Crétin, imbécile, stupide, schizo, débile, dément ou parano, triso, taré, maso et psychopathe ! Voilà bien des quolibets qui ont transité entre la médecine et le langage quotidien. Dans les cours de recréation, autiste est déjà une insulte banale. Le transfert des mots d’un domaine à un autre est courant et c’est ce qui se passe dans une catachrèse. Dans la clé USB, il n’y a ni clé ni serrure. Une table n’a pas plus de pieds que n’a la lettre. Votre scie n’a pas de dents, comme le métro n’a pas de bouche. Notez que dans ces formulations, nous ne rendons plus compte du détournement d’un mot de son usage d’origine. Transposé du social au champ clinique, en psychiatrie, le handicap a la valeur d’une catachrèse (observation inspirée d’une observation de Roland Gori sur un tout autre thème). Il y a peu, ce mot portait une vague notion anglaise, philanthropique et sociale. Il a gagné le domaine fragile du soin psychiatrique d’aujourd’hui. Il remplace ce qui était nommé autrefois comme déficience, retard mental, inadaptation, inhibition, problème psychologique, etc. Cette expansion du domaine du handicap sur le soin psychique est loin d’être anodine et mérite réflexion.

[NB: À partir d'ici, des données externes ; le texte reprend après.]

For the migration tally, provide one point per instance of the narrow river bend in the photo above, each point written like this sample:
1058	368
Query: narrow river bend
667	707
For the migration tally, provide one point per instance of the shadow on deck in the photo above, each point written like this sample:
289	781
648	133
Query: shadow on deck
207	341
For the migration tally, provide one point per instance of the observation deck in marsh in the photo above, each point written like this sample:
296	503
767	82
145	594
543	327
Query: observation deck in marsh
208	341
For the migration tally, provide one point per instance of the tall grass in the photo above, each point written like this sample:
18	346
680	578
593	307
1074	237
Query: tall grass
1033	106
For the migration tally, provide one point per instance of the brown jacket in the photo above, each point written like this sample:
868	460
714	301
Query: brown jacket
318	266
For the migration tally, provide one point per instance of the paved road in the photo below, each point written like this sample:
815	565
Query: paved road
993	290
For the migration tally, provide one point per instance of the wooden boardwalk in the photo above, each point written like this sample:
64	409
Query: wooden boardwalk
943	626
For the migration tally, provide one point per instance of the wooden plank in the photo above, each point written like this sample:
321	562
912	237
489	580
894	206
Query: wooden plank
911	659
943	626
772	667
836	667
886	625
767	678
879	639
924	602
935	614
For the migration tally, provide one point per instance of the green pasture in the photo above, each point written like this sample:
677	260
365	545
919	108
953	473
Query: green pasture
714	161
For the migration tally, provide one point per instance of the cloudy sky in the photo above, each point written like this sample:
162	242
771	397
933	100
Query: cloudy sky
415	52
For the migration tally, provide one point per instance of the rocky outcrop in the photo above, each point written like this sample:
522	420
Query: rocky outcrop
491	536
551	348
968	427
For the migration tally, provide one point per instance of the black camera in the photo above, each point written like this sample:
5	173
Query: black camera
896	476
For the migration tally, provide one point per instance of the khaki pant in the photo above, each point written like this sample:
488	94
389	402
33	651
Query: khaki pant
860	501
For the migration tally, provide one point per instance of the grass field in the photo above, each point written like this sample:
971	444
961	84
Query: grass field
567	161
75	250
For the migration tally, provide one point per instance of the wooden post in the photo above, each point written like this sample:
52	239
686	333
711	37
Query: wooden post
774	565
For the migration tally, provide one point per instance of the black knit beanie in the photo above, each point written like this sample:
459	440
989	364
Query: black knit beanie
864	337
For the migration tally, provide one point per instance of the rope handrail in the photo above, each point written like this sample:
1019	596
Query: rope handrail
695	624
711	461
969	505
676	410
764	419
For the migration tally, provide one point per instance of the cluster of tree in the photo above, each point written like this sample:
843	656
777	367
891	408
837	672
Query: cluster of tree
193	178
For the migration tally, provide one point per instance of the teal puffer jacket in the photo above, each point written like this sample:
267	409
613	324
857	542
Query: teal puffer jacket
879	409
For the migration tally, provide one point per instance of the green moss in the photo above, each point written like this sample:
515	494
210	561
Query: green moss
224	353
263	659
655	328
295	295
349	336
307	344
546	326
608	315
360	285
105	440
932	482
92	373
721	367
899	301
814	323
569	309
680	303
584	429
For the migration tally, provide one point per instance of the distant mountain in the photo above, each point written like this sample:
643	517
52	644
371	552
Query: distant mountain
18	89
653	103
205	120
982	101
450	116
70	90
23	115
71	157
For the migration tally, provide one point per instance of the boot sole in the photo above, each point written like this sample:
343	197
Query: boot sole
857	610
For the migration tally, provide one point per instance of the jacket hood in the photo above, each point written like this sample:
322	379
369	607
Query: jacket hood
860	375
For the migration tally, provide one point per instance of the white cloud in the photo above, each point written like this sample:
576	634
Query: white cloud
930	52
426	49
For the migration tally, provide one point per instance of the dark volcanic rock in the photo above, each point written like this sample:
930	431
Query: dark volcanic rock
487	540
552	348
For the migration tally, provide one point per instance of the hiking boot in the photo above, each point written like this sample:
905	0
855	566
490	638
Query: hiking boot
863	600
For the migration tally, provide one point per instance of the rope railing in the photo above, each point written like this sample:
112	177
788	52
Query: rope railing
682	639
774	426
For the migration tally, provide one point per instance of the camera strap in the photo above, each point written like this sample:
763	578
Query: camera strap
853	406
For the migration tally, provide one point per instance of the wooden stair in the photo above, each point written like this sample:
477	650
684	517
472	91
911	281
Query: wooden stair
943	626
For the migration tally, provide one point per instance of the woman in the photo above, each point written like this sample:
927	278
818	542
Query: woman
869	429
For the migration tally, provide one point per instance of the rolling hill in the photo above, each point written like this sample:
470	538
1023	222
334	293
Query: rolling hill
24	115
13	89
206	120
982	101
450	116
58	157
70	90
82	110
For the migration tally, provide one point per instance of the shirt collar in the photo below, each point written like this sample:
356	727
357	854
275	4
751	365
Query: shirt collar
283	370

De nos jours, le soin psychiatrique ne vaut plus grand-chose. C’est pourquoi plusieurs de ses institutions et hôpitaux sont bradés et démantelés. Autant de signes d’une crise de légitimité que traverse la psychiatrie de notre époque. Nous connaissons bien les mises en cause visant les abords psychologiques, telle la psychanalyse, dans leurs prétentions thérapeutiques. Ailleurs, ce n’est guère mieux. Malgré leur large diffusion, les traitements psychotropes déçoivent également. Soixante-dix ans après son « invention », la psychochimie ne guérit toujours pas et n’a toujours pas trouvé la cause de la folie tant promise. Le nouvel espoir provient désormais des images informatisées desdites neurosciences et des micropsychochirurgies. Cette crise de légitimité et d’efficacité de la psychiatrie classique et sa conséquente dévaluation ont laissé place à l’expansion du domaine du handicap. Mais, au fait, où est le problème ? Nous pouvons en indiquer au moins deux.

La ségrégation médicale : si désormais la médecine mentale intervient plus dans la vie en société du patient, elle stigmatise d’avantage une marge considérable de la population. Ceci est très palpable à l’école. Nous assistons à une médicalisation outrancière de l’échec scolaire par la transformation des difficultés pédagogiques, sociales, familiales en anormalité, et la différence en handicap. C’est ainsi que, à coup de certificats psychiatriques, des milliers d’enfants en difficulté sont traités comme handicapés à l’école. Si l’idée de handicap (venue du social) gagne la psychiatrie, celle-ci, à son tour, avance masquée dans la cité, détournée et instrumentalisée.

La relégation médicale des incurables : plusieurs lieux de soins d’autrefois, comme les hôpitaux, se voient tout simplement fermés ou transformés en lieux d’accueil où il n’y a ni soins (ou presque) ni malades mentaux. Une fois chronique et incurable, le patient psychiatrique devient un handicapé et se voit prié de quitter le champ du soin pour être gardé ou « pris en charge ».

Soulignons que ces deux réponses, ségrégation et relégation médicales, outre l’économie visée, se passent absolument de l’ambition de soin. Dans sa mise en place, le psychiatre est convoqué pour donner sa caution, renoncer au rôle soignant pour devenir expert. Le médecin sert ici à la validation du dispositif ; il doit non plus traiter, mais attester, certifier, orienter ou faire le tri. Poussée à l’extrême, cette logique aboutirait à « handicap partout, soins nulle part ».

 



UNE MEETING POÉTIQUE ET POLITIQUE À MONTREUIL
Le Collectif des 39, qui associe artistes, médecins et intellectuels, s’est réuni le 16 octobre dernier autour d’un meeting poétique et politique à la Parole errante
de Montreuil. Le thème ? « Enfance effacée : résister, inventer ». Outre les participants à cette page, la philosophe Marie-Josée Mondzain et l’historien de
l’art Aurélien Vernant sont intervenus.